[sheepdog] [PATCH] make recovery not to retry when recover_object_from_replica() fail

Mon May 28 11:22:52 CEST 2012

From: levin li <xingke.lwp at taobao.com>

Since we make sheep to wait to retry when epoch is inconsistent,
recover_object_from_replica() will never get a response with
SD_RES_NEW_NODE_VER, because the peer node will retry the request
itself locally until epoch gets consistent.
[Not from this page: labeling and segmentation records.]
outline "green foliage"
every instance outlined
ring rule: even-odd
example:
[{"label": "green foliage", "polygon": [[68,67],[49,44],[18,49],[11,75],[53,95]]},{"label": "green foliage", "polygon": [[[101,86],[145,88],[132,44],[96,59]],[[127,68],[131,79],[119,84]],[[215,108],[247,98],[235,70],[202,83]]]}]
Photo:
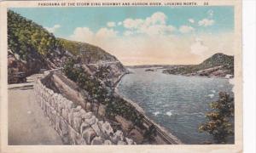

If epoch of request sender is old than the receiver, it would get
SD_RES_OLD_NODE_VER, in this case, it means the epoch it's to increment
and soon a new recovery work would replace the current one, we should
not waste time recovering for the out-of-date recovery work, what we
should do is to make the current recovery work cease to wait for replacement.

As for SD_RES_NETWORK_ERROR, currently, recover_object_from_replica() will
get SD_RES_NEWWORK_ERROR only if there's an EIO when reading the object,
in this case we should not make recovery retry, because next time it may
get an EIO either and so that make the recovery work hang there retrying
constantly, we should make it retry another copies or in another epoch.

Signed-off-by: levin li <xingke.lwp at taobao.com>
---
 sheep/recovery.c |   67 +++++++++++++++++++-----------------------------------
 1 file changed, 24 insertions(+), 43 deletions(-)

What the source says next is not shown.